As novelas exemplares seguem uma lógica diferente. Cada história tem uma estrutura autônoma, mas todas compartilham temas de identidade, disfarce e mobilidade social. Rinconete y Cortadillo, por exemplo, se passa em Sevilha e descreve uma organização criminosa com toda a naturalidade de um retrato sociológico. Não há julgamento moral explícito do narrador. A cena simplesmente acontece. Esse distanciamento é deliberado. Cervantes observa, não condena. Esse recurso é raro na prosa espanhola do início do século XVII, onde o tom moralizante era quase obrigatório. A escolha de Cervantes de manter-se neutro é o que torna essas novelas tão citadas por críticos modernos, apesar de terem sido escritas originalmente como entretenimento. Se você vai estudar a obra de Cervantes de forma séria, existem armadilhas reais que precisam ser evitadas. A primeira é confiar em resumos. Um resumo de Don Quixote pode parecer suficiente num primeiro momento, mas omite a construção deliberada de falsas pistas narrativas que o autor insere propositalmente. A segunda é pular as novelas. Elas explicam como Cervantes pensava antes de construir o romance maior. A terceira é ler apenas em português sem (compare) o original quando possível. A língua mudou tanto desde 1605 que traduções mesmo as melhores sempre deixam Something on the table. A quarta, e talvez a mais importante, é não considerar o contexto histórico da España de Felipe III. O país estava em declínio econômico, a Inquisição monitorava publicações, e o sistema de patrocínio literário estava em transformação. Tudo isso aparece no texto de forma indireta, mas aparece.

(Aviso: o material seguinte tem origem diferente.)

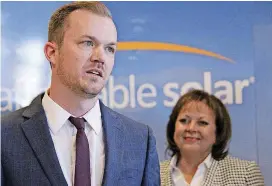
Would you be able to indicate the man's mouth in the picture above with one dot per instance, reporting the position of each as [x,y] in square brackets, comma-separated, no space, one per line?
[95,72]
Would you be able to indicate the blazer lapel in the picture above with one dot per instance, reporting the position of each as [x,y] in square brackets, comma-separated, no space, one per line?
[113,139]
[209,178]
[37,132]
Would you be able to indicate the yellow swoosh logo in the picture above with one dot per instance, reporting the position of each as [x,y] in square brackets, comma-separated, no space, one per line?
[131,45]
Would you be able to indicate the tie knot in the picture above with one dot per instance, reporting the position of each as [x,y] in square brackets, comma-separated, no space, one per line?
[77,122]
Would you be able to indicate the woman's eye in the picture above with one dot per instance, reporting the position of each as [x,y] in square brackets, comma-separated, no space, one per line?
[183,120]
[203,123]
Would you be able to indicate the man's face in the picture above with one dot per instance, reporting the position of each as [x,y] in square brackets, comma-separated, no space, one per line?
[86,56]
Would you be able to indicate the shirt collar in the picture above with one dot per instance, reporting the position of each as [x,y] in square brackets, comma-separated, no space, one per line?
[207,162]
[57,116]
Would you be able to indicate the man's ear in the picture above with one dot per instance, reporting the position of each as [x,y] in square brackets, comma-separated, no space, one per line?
[50,51]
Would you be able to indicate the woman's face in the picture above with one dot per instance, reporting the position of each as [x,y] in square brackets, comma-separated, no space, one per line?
[195,129]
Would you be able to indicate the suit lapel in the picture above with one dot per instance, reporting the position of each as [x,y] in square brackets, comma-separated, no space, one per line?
[37,132]
[114,142]
[209,178]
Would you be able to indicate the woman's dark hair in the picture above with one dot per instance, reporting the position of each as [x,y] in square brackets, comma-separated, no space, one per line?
[222,122]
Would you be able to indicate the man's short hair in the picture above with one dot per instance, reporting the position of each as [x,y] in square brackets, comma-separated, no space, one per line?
[58,21]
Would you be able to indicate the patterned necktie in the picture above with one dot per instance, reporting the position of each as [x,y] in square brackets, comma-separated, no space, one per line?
[82,167]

Para quem quer acessar o material completo, as edições da Biblioteca Virtual Miguel de Cervantes (bibliotecadecervantes.es) oferecem o texto em domínio público em formato digital gratuito. O projeto Gutenberg também tem versões em castelhano livre para download. Em português, as traduções mais confiáveis disponíveis comercialmente no Brasil são a de João Gilberto Noll (com prólogo de Antonio Prelete, Editora WMF Martins Fontes) e a tradução integral de Paulo Suassuna, ainda sob direitos autorais mas amplamente distribuída em livrarias e plataformas digitais. Para estudo acadêmico, a edição da Cátedra continua sendo a referência padrão.